Nerd culture has seen a rise in popularity in the last few years. Thanks to a combination of things such as the availability and knowledge of the Internet and changing social attitudes about personal niches (for example, people now look down upon a high school jock who gives a nerd a wedgie for playing “Magic: The Gathering”), it’s now considered cool to like nerdy things. And that’s really great. I personally love little nerdy or geeky pleasures as much as the next person. Should I feel ashamed knowing that I’ve watched every single episode of the original Twilight Zone, or that I’ve read every single book in the original “Goosebumps,” “Goosebumps 2000” and “Tales to Give Yourself Goosebumps,” as well as the numerous spin-offs? What about the fact that I still own and play my original copy of “Pokemon: Gold Version” (I named my level 100 Ampharos “Amphy”), or that I totally flipped out over the lineup announcements for “Super Smash Brothers”? (Go Megaman!)

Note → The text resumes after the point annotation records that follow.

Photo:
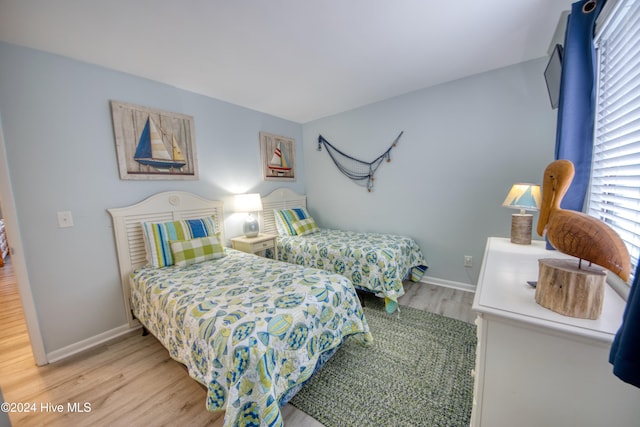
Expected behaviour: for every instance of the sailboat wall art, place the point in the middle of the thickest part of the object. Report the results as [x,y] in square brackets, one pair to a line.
[278,155]
[153,144]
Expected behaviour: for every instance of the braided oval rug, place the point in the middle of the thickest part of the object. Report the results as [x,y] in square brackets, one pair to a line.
[417,372]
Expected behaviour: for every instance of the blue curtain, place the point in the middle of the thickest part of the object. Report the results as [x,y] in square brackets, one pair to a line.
[576,109]
[625,350]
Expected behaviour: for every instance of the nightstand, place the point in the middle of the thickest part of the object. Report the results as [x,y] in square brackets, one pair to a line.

Throughout most of the history of pop culture, nerdy people have had a bad reputation. They’ve had this burden to bear on their shoulders about the things they like, which transpired into shame. This originated not from themselves but from society, because society is cruel and vicious. Back in the pre-Internet days, to be a nerd was to be an outsider, a David trembling under the Goliath of society. The stereotype of the pimply, smelly, unmannered, socially awkward 30-year-old playing “Dungeons and Dragons” in his parents’ basement existed as a cultural myth. To be a nerd was to be framed as the unintelligible “other” that could be virtually laughed out of existence.
Nowadays, you’ll see people wearing geeky T-shirts that basically read “Hi, I’m a fan of (insert a nerdy pleasure here).” There are entire movie franchises dedicated to superheroes, and every kind of person enjoys them. And almost every friend and their mother plays video games. Could it be a better time to be nerdy?

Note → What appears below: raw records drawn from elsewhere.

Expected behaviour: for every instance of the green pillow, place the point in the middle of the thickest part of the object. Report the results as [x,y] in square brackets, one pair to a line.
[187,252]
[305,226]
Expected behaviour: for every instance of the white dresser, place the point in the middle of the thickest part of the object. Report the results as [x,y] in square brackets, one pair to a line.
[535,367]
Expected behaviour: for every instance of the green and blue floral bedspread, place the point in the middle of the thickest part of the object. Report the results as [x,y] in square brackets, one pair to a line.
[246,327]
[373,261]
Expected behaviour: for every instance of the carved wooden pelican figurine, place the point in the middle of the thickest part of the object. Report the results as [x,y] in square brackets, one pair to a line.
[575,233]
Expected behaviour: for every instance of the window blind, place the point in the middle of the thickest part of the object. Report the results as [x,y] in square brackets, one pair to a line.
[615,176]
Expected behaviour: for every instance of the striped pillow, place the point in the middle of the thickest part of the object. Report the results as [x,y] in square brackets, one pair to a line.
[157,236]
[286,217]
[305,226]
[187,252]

The popularity of nerdy things, however, comes with a price: Those who now proudly wear the “true nerd” label without a sense of irony. And these folks could potentially hurt the newfound love of all things geek with their mindset. You’ll hear them in line for the latest “Avengers” movie, saying things like “You liked the first ‘Avengers’ movie, but did you know how badly it differed from the comics?” They’re also the kind who call out women for being “fake nerds” or “fake gamer girls,” or ask questions like “Did you only get into comic books because of your boyfriend?” Along with throwing sexist lingo upon what was originally an anti-social stigma, they’ve divided the nerd block as a whole between the “casual nerds” and the “true nerds.” While liking nerdy things has never been as cool or popular, it’s also never been as poisonous, and the wound is self-inflicting.
To this I say: There’s absolutely nothing wrong with being a “casual” (or what the Internet likes to dub as “a pleb”). It’s great that people as a whole have broken many stereotypes by making nerd culture more open, diverse and accessible to the masses. Why should people be so hostile toward an individual if they call themselves a “Legend of Zelda” fan while never playing “Majora’s Mask” (which fits me), or if an individual calls himself a Joss Whedon fan even if they’ve never watched “Buffy the Vampire Slayer” or “Serenity” and think that “Cabin in the Woods” is overrated (which also fits me)?

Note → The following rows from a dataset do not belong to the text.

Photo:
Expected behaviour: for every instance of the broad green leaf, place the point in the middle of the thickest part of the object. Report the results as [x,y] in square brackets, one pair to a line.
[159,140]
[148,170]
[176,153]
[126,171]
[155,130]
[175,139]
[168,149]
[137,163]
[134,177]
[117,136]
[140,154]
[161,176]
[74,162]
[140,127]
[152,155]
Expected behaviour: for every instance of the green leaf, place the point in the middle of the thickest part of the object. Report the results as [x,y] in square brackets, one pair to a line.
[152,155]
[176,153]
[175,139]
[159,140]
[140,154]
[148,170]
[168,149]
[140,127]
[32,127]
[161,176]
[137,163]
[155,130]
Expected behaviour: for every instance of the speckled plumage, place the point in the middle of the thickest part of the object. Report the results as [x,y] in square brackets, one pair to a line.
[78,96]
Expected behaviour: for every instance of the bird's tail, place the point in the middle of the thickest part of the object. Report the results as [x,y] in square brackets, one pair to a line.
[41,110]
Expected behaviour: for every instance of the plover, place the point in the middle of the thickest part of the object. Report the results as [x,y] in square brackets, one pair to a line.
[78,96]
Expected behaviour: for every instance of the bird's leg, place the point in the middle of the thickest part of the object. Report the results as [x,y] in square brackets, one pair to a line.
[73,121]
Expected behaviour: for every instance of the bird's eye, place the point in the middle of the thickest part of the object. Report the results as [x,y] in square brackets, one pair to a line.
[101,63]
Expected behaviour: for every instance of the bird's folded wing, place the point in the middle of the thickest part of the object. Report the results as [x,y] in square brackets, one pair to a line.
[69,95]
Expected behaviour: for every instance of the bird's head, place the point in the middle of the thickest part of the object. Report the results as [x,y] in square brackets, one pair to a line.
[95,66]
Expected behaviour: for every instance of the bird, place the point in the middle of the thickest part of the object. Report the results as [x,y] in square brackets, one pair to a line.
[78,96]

It seems as though the stigma around accusations of being a nerd has now been switched around to accusations of not being a true nerd or nerdy enough, which then just turns the issue into a silly semantics argument. There are many different ways to be considered a nerd, and the fact that I have to point this out simply highlights the ridiculousness of this issue. Don’t get angry if your friend likes Batman but doesn’t know the backstory of every single Batman villain. In the words of Childish Gambino, if someone’s happiness makes you angry, then don’t be mad that they’re doing them better than you’re doing you.